A very personal list of favorites:
- experimental/coro is the coroutines infrastructure, which is now widely adopted.
- SharedMutex is a heavily optimized mutex which supports shared/upgrade/exclusive semantics, and allows near-linear scalability in shared mode. It is used pretty much everywhere as it is the default mutex for Synchronized, a wrapper to safely synchronize access to objects. Its footprint is just 4 bytes.
- DistributedMutex, OTOH, is an exclusive-only mutex that supports flat combining, and performs extremely well under high contention.
- MPMCQueue and UnboundedQueue are lock-free MPMC queues, respectively bounded and unbounded, which are used in almost all our thread pools (see the executor/ directory)
- Userland implementations of RCU and hazard pointers, for deferred reclamation.
- LifoSem and Baton are other fundamental synchronization primitives that are not available in most core C++ libraries. They do a magic trick internally, where if they're waiting long enough, they unmap the unused suffix of the stack, so idle threads don't hold unused stack memory.
- Function is like std::function, but move-only, so it can hold non-copyable function objects (think lambda that captures unique_ptr). It is the vocabulary type for callbacks used in futures and executors.
- F14 is a SIMD-optimized hash table. Similar to Abseil's SwissTable, it was published around the same time.
- TDigest is a highly scalable quantile estimator, widely used for service counters (see fb303, also open source).

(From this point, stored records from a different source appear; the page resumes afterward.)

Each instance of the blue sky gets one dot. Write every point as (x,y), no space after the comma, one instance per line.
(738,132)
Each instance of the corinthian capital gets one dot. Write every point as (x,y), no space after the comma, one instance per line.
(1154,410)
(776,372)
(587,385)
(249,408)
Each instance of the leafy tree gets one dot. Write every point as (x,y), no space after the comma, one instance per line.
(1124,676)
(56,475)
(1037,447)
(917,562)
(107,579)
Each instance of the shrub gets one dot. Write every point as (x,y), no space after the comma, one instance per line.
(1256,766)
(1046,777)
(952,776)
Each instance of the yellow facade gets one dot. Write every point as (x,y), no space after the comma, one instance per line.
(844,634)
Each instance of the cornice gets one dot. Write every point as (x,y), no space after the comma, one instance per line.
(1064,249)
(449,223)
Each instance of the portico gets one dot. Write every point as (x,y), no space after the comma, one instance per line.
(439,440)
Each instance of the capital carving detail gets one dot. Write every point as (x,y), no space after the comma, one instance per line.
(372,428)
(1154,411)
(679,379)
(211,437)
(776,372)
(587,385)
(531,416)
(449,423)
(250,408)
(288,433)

- (shameless plug, as I wrote this one) enumerate() is a replica of the Python function, so you can do
for (auto&& [i, element] : folly::enumerate(collection)) { ... }
However, I did have decent success taking the classes I was interested in (CPUThreadPoolExecutor, and surrounding), stripping the library down to just those bits, and using them. Obviously a PITA to stay current with upstream, though.

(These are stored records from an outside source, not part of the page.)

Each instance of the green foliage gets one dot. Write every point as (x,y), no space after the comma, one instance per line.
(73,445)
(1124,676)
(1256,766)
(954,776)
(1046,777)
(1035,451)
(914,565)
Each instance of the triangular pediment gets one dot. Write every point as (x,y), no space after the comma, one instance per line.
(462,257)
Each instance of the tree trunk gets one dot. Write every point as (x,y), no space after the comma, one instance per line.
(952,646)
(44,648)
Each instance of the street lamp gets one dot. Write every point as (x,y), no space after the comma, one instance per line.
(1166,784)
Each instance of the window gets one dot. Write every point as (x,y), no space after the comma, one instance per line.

If nothing else, it's worth reading for some of the highly-optimized stuff going on in there.
folly [https://www.wordnik.com/words/folly]
fŏl′ē
noun
Lack of good sense, understanding, or foresight.
An act or instance of foolishness.
A costly undertaking having an absurd or ruinous outcome.
At the risk of starting a meta conversation (pun intended) I wonder why the team chose this name for a set of core library components. The GitHub page indicates it is a loose play on an acronym. “acronymed loosely after Facebook Open Source Library”
Yet why accept a name with a negative connotation.. The name leads the product, so why not at least make it _neutral_?